Night of Terror
I really shouldn't be allowed to watch hospital dramas because they always make me cry but nevertheless, I got cabined up last night for an evening of snivelling on the sofa in front of House and Gray's Anatomy (I don't alway cry over these, but there were a couple of things yesterday that set me off).
Anyway, I was feeling somewhat tired and emotional when I eventually tottered off to bed, with make up streaked down my face. I'd left the patio doors open as it had been such a glorious evening but when I went to close the curtains, there was an ENORMOUS spider lurking on the wall. Normaly, I don't mind spiders but this was the size of a kitten. It would have woken me if it had jumped on my bed in the night. So, it had to go. But how?
While I was pondering the spider, I heard it. A menacing flutter, the light flickering from something flapping around the moth. Suddenly, the spider seemed quite small. I planned my next move (from behind the door) although the most tempting option was to shut the door, sleep on the sofa and hope the pure moth evil would have flown back out the door by the morning. This was unfeasible for several reasons; my phone was on my bed and I needed it for my alarm (although by this stage I was starting to wonder if BT still did alarm calls), the moth might not fly out and could have been hiding somewhere, ready to pounce at a later stage and also reason was trying to knock on my head going 'Hello?
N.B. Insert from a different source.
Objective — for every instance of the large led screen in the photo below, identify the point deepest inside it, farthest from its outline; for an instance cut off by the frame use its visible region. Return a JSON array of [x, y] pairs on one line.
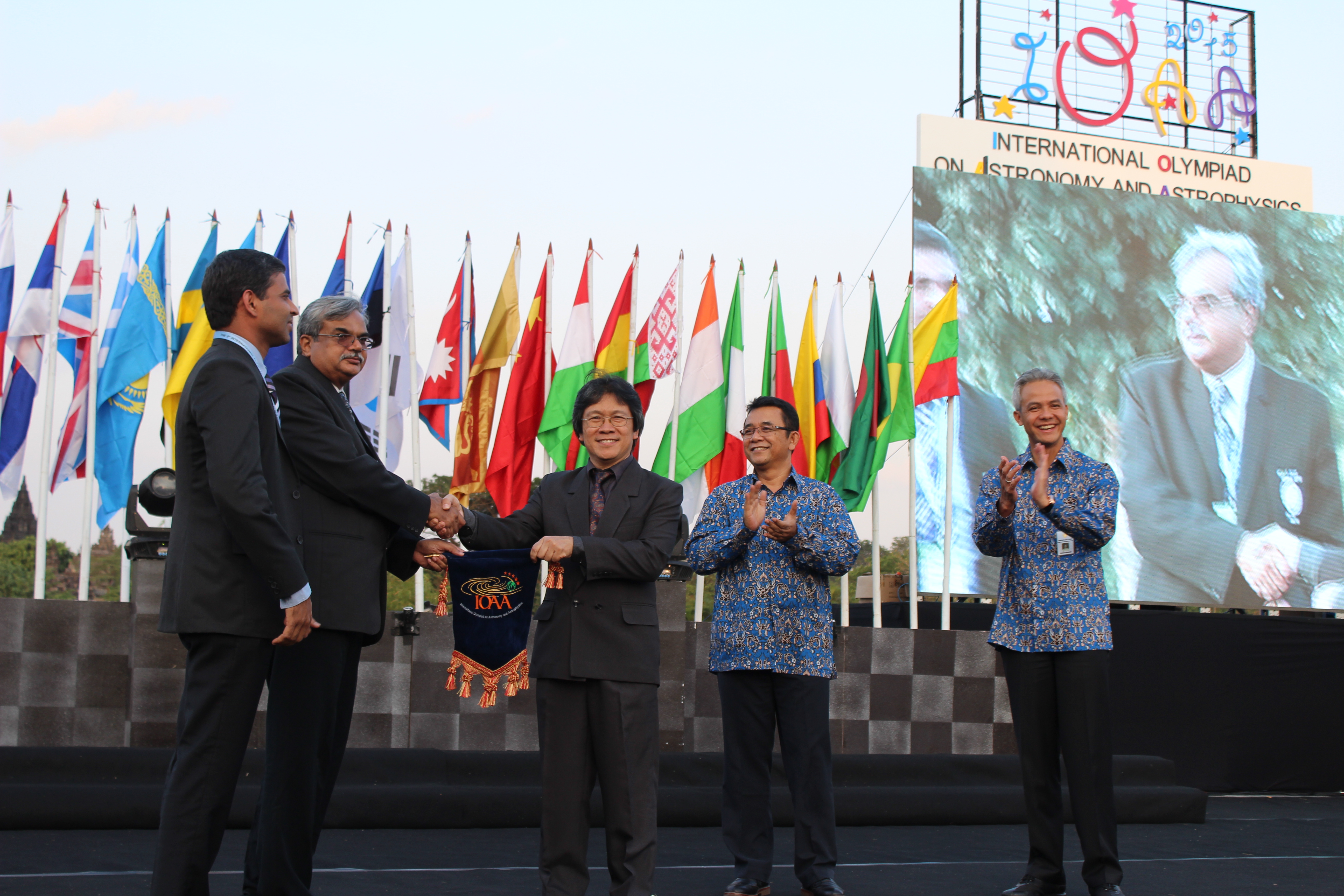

It's a moth, get over it and get to bed'. However, on the upside, I wondered if the two giants of the night might not come together in an almighty battle, in which case I hoped the moth had its ass kicked. Eight times, yeah!
Eventually, the evil one came to rest on the wall by the ceiling and armed with the bottle of kitchen surface cleaner, I went at it. It flapped around and I sprayed and shrieked and jumped on and off the bed in terror. It stopped again, on the other side of the and I went at it with a can of hairspray. Not for me the natural look with minimal hold and this stuff may well have been made with the tears of Robert Smith. Liberal spraying seemed to subdue it. Was it dead? Was it glued to the wall with extra strong hold In-Set? Or was it just pretending, so it could dance on my face as I was drifting off to sleep?
No time to worry about it now! The spider awaits. I ran to the kitchen for the usual tools (pint class, programme from the BFI) and ran back to my bedroom. The moth was gone. Shit! I looked around the room frantically and eventually saw a horrible moth limb sticking out from the top of the door. I hit it with the BFI programme. I hit it a few more times, just to be sure. Back to the spider again and the manoevre is going well until Wah! a moth (thankfully smaller and less angry) landed on my wrist just as I was about to gently deposit the spider outside. I jumped and the poor thing was flung out harshly into the world. A few more minutes of running in circles, waving my hands and snivelling and I was eventually able to go to my slightly damp, yet fragrant bed.
Comments
[this is terrifying] One of the worst things about having children is that you have to pretend to be in control in these situations.
Having said that, I discovered a spider (smallish - 1.5cm) in the shower yesterday. While I was in it. But I serenely saved it and deposited it in the bedroom so that it could go and eat clothes moths of which we have an abundance. I'll come across it in a couple of months, it will be big and I'll think, "Right, bird fodder". It's a thankless task being a spider round my way.
This is like a horror film. I read it from behind a cushion.
Marvellous and ghastly. In the little cinefilm version of this in my mind, you switch to hairspray because you've exhausted the entire bottle of kitchen surface cleaner and have had to throw it away like a bulletless handgun.
I like that you try to gently escort the spider outside, after utterly smiting the moth with surface cleaner, hairspray and a BFI programme.
I was also ducking and diving.
Oh alright, and squealing, like a big girl.